Truck dealers voice concerns about US fuel economy standards
November 15, 2010
CHICAGO, Ill. -- Proposed fuel economy standards for medium- and heavy-duty trucks must be "appropriate, cost-effective and technologically feasible" as well as uniform across the country, Kyle Treadway, chair of the American Truck Dealers told...
CHICAGO, Ill. — Proposed fuel economy standards for medium- and heavy-duty trucks must be “appropriate, cost-effective and technologically feasible” as well as uniform across the country, Kyle Treadway, chair of the American Truck Dealers told legislators today.
He was speaking at a hearing on the proposed US fuel economy standards that were announced last month. Treadway is president of Kenworth Sales Company in West Valley City, Utah and sells Kenworth and Mitsubishi Fuso trucks. He expressed concern that the US could develop a patchwork of fuel economy mandates from state to state if the feds don’t amend the Energy Policy and Conservation Act to ensure states don’t come out with their own requirements.
“This prohibition of any patchwork of state laws related to fuel economy is critical to dealers like me who sell new vehicles in several states, yet is even more important to our customers, such as for-hire carriers, private companies, public fleets and owner/operators who purchase trucks and engines in every state in the nation,” Treadway said.
He added that if fuel economy mandates for new trucks permit non-identical state rules, it “would impose an untenable burden on the R&D resources, the manufacturing processes and the marketing and distribution systems of new truck and engine manufacturers,” as well as “ordering and stocking nightmares for dealers and their customers.”
Treadway cited California as an example, which already forces operators to run trucks that comply with its own emissions standards that are different than EPA’s.
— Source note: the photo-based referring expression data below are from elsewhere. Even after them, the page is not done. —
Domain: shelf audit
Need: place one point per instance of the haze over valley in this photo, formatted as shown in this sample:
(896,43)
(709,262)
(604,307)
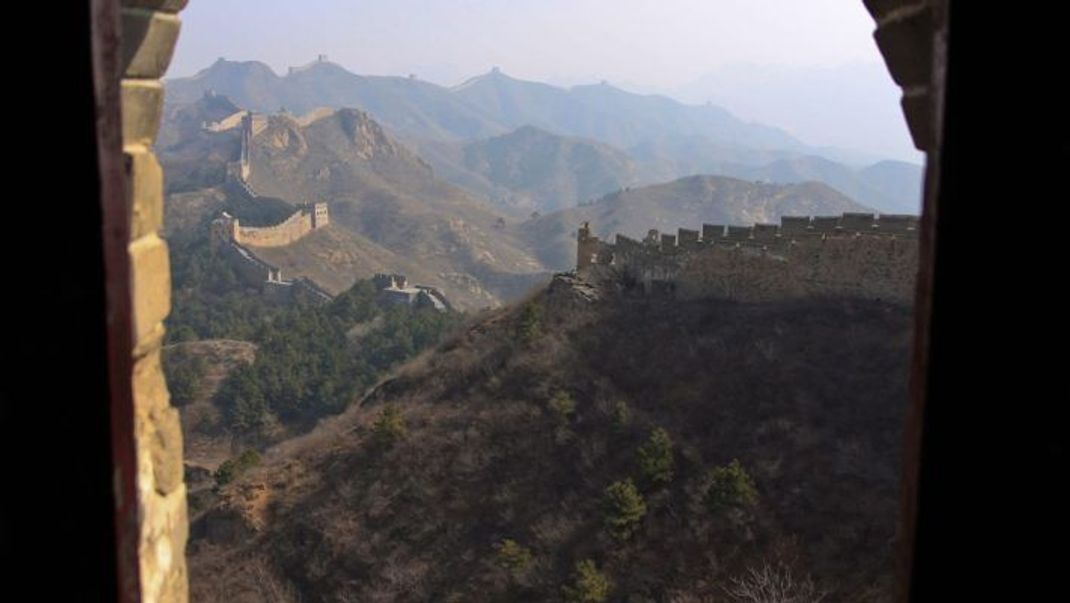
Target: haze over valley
(492,337)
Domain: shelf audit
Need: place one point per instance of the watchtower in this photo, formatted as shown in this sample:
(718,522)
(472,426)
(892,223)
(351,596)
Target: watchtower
(586,247)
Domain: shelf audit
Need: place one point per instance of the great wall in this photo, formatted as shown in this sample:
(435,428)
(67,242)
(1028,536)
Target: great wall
(235,241)
(855,254)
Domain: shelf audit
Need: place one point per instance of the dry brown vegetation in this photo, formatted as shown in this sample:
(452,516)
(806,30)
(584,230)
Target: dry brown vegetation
(809,396)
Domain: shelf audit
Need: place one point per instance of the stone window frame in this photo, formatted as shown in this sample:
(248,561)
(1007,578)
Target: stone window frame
(132,45)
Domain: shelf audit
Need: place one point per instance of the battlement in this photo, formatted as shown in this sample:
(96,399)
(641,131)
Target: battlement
(255,272)
(307,218)
(394,289)
(855,253)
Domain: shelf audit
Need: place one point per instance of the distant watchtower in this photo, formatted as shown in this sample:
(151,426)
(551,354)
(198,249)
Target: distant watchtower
(586,248)
(320,217)
(246,144)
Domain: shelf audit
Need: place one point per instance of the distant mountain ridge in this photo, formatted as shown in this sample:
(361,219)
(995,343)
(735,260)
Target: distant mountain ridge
(454,128)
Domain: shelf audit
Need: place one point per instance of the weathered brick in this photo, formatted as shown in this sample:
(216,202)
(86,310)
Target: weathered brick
(150,390)
(146,189)
(151,284)
(142,104)
(906,46)
(166,449)
(166,5)
(148,42)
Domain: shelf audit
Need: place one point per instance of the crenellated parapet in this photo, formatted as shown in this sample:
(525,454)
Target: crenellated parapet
(307,218)
(856,254)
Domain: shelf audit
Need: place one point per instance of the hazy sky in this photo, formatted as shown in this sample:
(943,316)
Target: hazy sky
(641,45)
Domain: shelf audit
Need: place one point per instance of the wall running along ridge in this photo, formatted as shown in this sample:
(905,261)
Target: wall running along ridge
(853,254)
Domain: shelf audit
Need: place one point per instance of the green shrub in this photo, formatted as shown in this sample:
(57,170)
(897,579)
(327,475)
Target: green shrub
(388,427)
(513,557)
(232,468)
(656,459)
(731,486)
(562,404)
(589,585)
(623,509)
(621,416)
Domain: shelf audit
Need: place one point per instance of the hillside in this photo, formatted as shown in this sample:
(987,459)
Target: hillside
(205,439)
(890,187)
(381,192)
(686,202)
(610,114)
(491,478)
(388,212)
(408,106)
(665,138)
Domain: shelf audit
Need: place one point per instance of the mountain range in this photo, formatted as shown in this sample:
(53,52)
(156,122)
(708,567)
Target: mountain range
(637,139)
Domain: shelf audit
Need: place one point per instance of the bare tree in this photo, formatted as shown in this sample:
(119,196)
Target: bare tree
(271,589)
(774,585)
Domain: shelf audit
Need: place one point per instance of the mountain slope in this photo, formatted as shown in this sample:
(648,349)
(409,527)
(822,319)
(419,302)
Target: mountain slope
(532,169)
(380,190)
(388,213)
(609,114)
(408,106)
(488,452)
(665,138)
(687,202)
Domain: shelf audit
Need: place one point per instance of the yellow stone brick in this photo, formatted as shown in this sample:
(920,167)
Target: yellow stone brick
(150,287)
(148,41)
(166,5)
(142,104)
(150,390)
(146,178)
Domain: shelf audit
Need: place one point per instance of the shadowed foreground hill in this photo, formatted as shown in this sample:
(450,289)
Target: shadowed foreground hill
(516,430)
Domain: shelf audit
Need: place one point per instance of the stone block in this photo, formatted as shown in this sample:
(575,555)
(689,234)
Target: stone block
(711,233)
(906,44)
(146,190)
(166,5)
(142,104)
(150,389)
(166,449)
(151,285)
(148,42)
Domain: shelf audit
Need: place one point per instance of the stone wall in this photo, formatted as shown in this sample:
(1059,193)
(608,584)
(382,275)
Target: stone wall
(854,254)
(255,272)
(149,30)
(281,234)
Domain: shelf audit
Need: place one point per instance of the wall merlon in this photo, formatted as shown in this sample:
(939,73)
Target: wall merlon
(687,238)
(825,223)
(857,222)
(794,225)
(765,232)
(712,233)
(801,256)
(737,233)
(897,222)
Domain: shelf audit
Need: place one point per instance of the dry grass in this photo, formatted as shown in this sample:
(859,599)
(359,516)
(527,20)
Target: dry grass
(816,422)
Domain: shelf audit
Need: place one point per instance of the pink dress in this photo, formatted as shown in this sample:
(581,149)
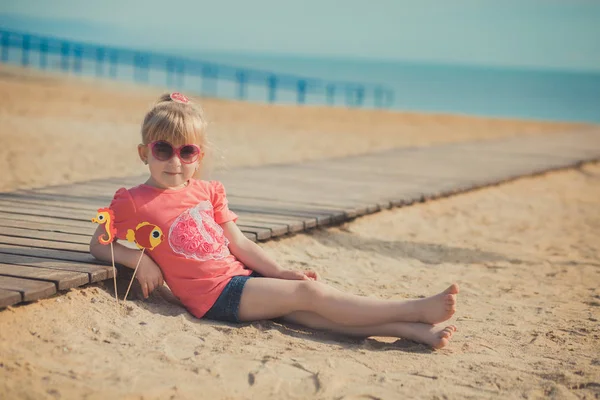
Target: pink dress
(194,256)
Treadway said some carriers no longer deliver into California while others maintain a more expensive fleet of trucks to make California deliveries. Others, he said, relay freight at the state boundary.
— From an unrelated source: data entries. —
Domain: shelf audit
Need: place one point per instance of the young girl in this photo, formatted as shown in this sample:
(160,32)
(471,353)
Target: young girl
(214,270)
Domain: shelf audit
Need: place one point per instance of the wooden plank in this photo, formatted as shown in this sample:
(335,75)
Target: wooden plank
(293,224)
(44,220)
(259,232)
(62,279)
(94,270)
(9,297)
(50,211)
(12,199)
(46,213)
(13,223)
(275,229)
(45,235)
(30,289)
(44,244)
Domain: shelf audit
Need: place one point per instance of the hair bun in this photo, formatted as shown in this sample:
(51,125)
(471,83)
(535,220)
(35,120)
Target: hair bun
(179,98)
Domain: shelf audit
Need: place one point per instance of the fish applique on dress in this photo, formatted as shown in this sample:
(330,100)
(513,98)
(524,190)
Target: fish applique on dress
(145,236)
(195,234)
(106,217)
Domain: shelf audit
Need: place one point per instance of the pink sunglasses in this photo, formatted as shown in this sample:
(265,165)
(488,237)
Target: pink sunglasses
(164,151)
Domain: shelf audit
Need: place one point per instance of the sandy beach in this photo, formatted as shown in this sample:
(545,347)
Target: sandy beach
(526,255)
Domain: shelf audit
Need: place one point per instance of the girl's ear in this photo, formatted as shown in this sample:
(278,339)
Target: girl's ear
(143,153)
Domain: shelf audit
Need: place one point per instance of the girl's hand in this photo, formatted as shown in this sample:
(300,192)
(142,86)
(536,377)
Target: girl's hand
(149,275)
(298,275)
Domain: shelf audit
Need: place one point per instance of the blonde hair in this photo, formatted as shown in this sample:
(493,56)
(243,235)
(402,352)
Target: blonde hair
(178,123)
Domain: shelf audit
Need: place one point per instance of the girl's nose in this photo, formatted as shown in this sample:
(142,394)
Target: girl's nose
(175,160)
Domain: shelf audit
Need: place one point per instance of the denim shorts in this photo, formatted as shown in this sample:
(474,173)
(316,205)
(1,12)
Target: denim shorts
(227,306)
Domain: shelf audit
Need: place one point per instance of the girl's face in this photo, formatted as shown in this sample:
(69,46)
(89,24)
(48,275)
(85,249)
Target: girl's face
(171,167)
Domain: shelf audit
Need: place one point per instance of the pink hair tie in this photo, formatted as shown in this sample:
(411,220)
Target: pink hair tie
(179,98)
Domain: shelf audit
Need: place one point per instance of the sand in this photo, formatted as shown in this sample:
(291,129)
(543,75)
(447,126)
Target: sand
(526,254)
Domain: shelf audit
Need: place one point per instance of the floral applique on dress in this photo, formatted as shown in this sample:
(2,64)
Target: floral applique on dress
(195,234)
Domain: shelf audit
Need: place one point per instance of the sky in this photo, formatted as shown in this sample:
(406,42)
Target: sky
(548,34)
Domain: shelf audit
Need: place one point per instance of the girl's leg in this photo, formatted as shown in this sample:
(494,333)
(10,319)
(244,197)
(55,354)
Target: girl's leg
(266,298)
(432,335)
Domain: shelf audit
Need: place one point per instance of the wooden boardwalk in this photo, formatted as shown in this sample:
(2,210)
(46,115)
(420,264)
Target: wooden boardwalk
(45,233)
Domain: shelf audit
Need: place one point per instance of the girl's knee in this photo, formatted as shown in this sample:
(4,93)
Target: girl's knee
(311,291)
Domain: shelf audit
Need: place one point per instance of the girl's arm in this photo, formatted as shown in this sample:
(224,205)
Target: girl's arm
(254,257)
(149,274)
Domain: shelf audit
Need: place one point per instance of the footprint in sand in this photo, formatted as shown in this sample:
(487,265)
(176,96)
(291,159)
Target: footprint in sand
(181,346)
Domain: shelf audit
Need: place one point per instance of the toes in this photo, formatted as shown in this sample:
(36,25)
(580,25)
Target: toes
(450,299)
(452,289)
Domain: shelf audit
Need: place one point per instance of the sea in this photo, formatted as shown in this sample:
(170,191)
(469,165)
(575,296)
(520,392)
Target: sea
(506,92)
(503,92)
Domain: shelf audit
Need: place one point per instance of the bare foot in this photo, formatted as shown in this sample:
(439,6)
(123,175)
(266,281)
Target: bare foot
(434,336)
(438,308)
“Each of these choices increases the handling of freight, restricts competition, raises freight rates and ultimately increases fuel consumption per tonne/mile,” said Treadway. “Consequently, there must only be one set of national fuel economy-related standards for new vehicles.”
Treadway also stressed the new standards must be affordable, or customers will simply continue running older equipment.
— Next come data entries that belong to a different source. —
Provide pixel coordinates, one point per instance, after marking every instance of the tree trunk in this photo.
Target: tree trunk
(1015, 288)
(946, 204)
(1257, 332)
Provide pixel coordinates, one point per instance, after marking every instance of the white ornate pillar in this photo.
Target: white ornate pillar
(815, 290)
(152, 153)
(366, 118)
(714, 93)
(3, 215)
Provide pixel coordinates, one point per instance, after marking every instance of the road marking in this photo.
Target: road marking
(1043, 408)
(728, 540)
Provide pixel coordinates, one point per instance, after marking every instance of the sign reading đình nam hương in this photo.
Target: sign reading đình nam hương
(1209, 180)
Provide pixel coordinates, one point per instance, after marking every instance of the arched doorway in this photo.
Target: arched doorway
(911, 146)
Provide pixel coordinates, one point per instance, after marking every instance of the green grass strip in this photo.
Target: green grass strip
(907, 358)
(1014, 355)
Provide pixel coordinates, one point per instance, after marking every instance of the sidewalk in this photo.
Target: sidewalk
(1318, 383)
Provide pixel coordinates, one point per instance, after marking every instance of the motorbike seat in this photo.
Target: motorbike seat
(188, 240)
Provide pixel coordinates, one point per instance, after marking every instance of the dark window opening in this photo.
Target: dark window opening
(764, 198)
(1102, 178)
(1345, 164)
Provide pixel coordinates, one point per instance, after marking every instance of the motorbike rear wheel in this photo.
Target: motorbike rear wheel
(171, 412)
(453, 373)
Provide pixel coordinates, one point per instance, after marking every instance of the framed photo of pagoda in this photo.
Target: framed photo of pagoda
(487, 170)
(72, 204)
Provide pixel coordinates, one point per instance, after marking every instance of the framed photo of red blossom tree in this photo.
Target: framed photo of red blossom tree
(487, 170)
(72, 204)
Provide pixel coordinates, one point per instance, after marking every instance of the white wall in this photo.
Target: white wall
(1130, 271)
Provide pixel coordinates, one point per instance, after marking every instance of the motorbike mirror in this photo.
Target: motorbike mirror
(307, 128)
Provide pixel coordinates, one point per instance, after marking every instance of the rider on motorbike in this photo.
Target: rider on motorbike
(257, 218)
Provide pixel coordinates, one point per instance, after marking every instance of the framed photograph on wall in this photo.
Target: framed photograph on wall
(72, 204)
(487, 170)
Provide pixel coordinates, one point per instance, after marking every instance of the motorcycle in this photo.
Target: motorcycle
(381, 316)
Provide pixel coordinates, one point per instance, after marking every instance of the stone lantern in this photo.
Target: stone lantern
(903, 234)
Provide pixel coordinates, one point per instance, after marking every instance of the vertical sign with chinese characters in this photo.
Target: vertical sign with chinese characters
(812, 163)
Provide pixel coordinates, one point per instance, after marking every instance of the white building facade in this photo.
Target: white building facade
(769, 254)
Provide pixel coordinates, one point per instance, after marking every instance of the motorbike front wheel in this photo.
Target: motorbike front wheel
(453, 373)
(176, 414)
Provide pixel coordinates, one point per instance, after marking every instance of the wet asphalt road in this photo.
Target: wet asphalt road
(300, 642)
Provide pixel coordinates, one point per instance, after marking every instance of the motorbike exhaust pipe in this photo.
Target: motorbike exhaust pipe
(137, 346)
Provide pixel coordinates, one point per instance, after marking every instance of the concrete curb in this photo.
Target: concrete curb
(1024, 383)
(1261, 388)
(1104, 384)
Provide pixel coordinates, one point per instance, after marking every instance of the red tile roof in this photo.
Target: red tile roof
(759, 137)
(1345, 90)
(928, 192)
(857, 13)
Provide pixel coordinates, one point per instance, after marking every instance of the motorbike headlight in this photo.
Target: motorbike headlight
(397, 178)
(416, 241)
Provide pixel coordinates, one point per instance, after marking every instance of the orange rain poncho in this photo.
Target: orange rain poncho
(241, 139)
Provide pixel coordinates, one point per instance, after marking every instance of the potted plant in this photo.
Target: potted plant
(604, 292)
“My customers have options,” he said. “Instead of choosing to buy new fuel-efficient vehicles, they can instead pay my service and parts operations to help them keep their existing vehicles on the road, up to and including re-building engines or vehicles.”
Lastly, Treadway stressed that new fuel economy standards must not compromise vehicle performance.
“Before my customers lay out the substantial investments necessary to purchase new vehicles, they want to be assured that they won’t be buying performance compromises, such as a decrease in freight hauling capability or an increase in maintenance and repair,” he said. “Especially with engines and other drivetrain components, improving one metric, such as fuel economy, must not diminish other critical performances metrics or result in higher vehicle costs. Otherwise, fuel-efficiency improvements won’t get bought and will fail in the marketplace.”